Joy Orbison - Still slipping vol. 1
XL / Beggars / IndigoVÖ: 13.08.2021
Bleibt in der Familie
Verwandte sind oft wie Fische. Schon nach kurzer Zeit stinken sie einem und spätestens nach dem siebten Bier starren sie glasigen Auges in die Weltgeschichte. Peter O'Grady, der Brite mit dem mäßig originell verballhornten Crooner-Pseudonym, kennt das Problem vermutlich. Schließlich hört niemand auf Familienfeiern gerne Sachen wie "Schon seit 2009 machst Du diese komische Musik und immer noch keine Langspielplatte, warum denn bloß, Junge?". Immerhin: Bei nächster Gelegenheit kann er mit "Still slipping vol. 1" trumpfen, seinem ersten Album unter dem Alias Joy Orbison – nach der 2019er-EP "Slipping" bereits die zweite Veröffentlichung in relativ kurzer Zeit, auf der O'Grady sich mehr Zeit nimmt als nur für ein, zwei Tracks.
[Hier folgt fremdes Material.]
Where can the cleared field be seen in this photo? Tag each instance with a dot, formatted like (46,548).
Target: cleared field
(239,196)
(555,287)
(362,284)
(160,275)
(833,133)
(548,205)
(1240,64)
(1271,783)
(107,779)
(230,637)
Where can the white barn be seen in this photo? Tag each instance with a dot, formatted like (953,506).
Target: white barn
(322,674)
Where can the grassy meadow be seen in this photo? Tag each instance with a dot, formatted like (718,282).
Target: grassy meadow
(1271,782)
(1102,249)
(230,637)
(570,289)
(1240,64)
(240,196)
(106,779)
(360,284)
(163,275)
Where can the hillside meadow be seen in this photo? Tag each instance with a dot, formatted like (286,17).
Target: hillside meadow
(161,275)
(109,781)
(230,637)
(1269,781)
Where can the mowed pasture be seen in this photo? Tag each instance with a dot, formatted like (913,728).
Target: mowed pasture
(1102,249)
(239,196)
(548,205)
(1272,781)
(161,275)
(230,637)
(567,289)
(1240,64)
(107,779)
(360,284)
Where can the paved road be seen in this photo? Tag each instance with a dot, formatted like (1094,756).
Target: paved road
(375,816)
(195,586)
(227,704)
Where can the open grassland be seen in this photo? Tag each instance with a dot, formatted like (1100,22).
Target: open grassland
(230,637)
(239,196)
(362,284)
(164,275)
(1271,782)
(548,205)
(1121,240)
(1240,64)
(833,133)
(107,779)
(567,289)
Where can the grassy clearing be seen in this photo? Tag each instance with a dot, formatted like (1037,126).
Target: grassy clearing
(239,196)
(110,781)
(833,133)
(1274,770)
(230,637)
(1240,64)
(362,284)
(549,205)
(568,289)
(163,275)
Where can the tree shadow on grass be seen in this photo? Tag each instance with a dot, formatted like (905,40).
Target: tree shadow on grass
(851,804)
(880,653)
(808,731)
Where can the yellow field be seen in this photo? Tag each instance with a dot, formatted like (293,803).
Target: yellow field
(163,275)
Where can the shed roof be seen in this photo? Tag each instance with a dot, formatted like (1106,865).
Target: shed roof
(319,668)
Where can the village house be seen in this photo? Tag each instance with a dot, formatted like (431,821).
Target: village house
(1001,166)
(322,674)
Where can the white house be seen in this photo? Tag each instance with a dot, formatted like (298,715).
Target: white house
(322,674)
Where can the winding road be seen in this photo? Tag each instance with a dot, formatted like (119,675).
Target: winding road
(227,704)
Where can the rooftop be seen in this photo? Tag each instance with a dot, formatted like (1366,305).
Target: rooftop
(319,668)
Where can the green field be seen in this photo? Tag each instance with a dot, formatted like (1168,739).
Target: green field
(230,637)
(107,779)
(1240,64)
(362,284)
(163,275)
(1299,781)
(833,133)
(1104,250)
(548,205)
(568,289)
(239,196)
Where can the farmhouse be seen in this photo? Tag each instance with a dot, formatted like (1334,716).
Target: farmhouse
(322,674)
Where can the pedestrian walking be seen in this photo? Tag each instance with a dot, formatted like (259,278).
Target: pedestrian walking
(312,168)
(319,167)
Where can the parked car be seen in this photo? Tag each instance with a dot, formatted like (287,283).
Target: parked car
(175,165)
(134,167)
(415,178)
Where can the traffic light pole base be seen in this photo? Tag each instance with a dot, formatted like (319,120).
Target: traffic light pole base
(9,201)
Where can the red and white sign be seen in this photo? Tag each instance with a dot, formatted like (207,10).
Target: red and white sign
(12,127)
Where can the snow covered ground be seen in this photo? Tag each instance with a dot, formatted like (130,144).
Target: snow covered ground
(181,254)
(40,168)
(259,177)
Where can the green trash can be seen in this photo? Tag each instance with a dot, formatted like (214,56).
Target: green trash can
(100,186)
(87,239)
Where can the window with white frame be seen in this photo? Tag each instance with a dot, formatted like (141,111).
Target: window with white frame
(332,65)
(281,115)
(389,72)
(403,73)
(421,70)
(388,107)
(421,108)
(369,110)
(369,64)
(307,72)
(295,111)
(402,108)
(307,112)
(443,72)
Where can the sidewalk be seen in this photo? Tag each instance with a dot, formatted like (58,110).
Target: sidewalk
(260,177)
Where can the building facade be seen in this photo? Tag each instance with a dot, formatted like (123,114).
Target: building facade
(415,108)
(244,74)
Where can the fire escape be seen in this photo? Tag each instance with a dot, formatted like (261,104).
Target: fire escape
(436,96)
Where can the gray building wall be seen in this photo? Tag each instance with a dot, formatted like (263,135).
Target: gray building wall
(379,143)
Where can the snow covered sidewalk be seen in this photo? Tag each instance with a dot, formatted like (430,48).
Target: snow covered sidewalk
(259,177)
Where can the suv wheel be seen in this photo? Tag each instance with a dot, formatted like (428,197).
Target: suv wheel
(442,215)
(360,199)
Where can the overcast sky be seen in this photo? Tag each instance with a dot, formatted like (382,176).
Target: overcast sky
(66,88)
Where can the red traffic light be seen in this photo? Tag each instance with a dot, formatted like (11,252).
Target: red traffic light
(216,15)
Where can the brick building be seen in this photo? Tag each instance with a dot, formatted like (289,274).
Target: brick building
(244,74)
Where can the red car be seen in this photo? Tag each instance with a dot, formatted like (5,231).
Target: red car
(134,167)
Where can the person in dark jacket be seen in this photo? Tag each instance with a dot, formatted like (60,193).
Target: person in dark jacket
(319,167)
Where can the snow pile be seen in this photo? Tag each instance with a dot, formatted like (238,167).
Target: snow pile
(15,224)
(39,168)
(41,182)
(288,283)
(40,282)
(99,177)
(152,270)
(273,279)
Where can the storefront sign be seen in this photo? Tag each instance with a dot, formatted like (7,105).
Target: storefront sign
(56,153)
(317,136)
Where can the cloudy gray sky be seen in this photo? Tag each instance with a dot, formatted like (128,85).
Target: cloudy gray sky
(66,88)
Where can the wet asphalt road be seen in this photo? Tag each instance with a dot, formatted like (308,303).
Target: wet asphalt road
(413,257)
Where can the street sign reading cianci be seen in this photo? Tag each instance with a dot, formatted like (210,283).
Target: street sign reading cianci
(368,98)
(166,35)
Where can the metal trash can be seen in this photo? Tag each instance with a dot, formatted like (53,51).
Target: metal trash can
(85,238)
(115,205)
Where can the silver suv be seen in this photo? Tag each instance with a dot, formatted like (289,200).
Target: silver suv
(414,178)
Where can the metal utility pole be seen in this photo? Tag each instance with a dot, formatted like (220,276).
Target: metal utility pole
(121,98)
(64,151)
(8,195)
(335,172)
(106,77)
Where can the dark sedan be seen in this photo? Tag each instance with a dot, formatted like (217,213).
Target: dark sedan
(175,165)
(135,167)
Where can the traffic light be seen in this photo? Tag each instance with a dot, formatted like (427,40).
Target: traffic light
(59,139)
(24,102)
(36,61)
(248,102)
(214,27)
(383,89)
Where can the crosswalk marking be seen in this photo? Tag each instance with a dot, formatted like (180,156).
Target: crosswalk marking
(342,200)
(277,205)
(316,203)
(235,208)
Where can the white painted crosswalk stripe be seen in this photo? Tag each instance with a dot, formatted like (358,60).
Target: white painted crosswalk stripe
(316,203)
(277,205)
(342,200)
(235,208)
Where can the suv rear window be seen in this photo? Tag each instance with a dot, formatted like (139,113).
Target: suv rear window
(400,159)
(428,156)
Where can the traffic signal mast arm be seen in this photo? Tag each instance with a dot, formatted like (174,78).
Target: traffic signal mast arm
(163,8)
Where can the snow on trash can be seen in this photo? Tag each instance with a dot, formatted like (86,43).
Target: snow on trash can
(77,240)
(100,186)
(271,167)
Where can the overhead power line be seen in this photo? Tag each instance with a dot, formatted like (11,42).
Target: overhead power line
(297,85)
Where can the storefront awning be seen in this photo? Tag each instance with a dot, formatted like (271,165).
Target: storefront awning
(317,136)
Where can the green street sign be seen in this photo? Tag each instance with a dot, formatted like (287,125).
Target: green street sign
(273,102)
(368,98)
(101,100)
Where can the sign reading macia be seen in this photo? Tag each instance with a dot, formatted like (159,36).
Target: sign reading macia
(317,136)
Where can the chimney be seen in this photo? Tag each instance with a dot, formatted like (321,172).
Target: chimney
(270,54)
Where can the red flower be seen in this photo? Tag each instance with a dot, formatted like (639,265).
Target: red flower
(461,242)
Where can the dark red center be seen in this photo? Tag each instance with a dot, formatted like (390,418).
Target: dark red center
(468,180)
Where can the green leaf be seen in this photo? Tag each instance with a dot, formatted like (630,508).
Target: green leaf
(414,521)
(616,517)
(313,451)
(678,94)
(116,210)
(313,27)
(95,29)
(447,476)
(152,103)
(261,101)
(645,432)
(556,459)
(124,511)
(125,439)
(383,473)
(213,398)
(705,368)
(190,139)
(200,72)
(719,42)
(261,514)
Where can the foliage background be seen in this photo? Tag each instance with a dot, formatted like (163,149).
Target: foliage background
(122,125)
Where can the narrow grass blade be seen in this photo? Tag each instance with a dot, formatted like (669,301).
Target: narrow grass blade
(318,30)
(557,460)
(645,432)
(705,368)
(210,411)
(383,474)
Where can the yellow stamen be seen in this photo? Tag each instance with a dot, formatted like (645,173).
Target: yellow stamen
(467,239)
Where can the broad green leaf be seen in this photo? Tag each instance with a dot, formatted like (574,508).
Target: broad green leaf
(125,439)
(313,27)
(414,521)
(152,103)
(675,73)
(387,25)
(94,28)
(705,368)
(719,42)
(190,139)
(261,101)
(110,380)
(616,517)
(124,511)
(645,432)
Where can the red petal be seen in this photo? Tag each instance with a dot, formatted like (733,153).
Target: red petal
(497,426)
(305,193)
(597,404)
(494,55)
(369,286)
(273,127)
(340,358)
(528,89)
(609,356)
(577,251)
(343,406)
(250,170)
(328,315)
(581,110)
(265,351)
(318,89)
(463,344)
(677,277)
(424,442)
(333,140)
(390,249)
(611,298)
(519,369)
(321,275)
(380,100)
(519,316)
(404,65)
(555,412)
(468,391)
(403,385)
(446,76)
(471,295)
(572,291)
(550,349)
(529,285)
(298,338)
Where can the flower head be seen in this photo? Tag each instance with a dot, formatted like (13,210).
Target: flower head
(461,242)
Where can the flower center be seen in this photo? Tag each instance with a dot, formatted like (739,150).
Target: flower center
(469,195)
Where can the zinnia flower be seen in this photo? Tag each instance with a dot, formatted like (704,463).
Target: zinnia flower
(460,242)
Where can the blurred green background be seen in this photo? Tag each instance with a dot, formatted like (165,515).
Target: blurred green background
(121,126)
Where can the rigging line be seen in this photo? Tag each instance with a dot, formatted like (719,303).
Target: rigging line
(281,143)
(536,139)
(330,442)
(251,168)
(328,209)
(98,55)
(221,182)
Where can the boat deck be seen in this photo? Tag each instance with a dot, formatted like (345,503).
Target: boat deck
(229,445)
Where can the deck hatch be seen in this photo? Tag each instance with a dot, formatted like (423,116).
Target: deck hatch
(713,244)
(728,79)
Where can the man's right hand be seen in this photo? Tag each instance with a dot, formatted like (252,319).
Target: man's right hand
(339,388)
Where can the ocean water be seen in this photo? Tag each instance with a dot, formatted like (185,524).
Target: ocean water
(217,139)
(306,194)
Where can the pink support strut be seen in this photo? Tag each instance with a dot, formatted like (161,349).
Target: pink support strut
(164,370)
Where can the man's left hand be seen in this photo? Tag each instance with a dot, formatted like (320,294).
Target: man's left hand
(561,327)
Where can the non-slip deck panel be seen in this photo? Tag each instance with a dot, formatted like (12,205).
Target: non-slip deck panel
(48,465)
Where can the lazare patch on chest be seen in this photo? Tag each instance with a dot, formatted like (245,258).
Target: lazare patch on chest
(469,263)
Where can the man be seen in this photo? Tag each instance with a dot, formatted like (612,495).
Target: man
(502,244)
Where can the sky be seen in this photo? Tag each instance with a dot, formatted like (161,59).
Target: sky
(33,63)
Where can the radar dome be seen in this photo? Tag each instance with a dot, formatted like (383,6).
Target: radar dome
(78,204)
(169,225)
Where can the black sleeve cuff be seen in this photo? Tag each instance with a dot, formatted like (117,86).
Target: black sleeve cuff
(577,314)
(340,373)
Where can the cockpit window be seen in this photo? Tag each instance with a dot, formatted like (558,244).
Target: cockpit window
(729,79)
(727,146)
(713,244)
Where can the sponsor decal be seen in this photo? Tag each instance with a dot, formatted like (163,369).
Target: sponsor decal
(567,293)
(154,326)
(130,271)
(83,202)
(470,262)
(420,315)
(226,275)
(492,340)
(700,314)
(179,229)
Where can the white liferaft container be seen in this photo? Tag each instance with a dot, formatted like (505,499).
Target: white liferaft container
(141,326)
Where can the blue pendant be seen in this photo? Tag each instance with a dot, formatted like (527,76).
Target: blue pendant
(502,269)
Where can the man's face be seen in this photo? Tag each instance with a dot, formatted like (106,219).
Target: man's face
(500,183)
Dass er das Ganze selbst als Mixtape bezeichnet, sitzen wir an dieser Stelle mal tapfer aus – oder beziehen es auf die gemischten Gefühle, die diese 14 Stücke in brüchiger Post-Dubstep-Ästhetik wecken. Ein Debüt wie ein Kaffeeklatsch mit Likörchen: Dauernd quatscht jemand dazwischen.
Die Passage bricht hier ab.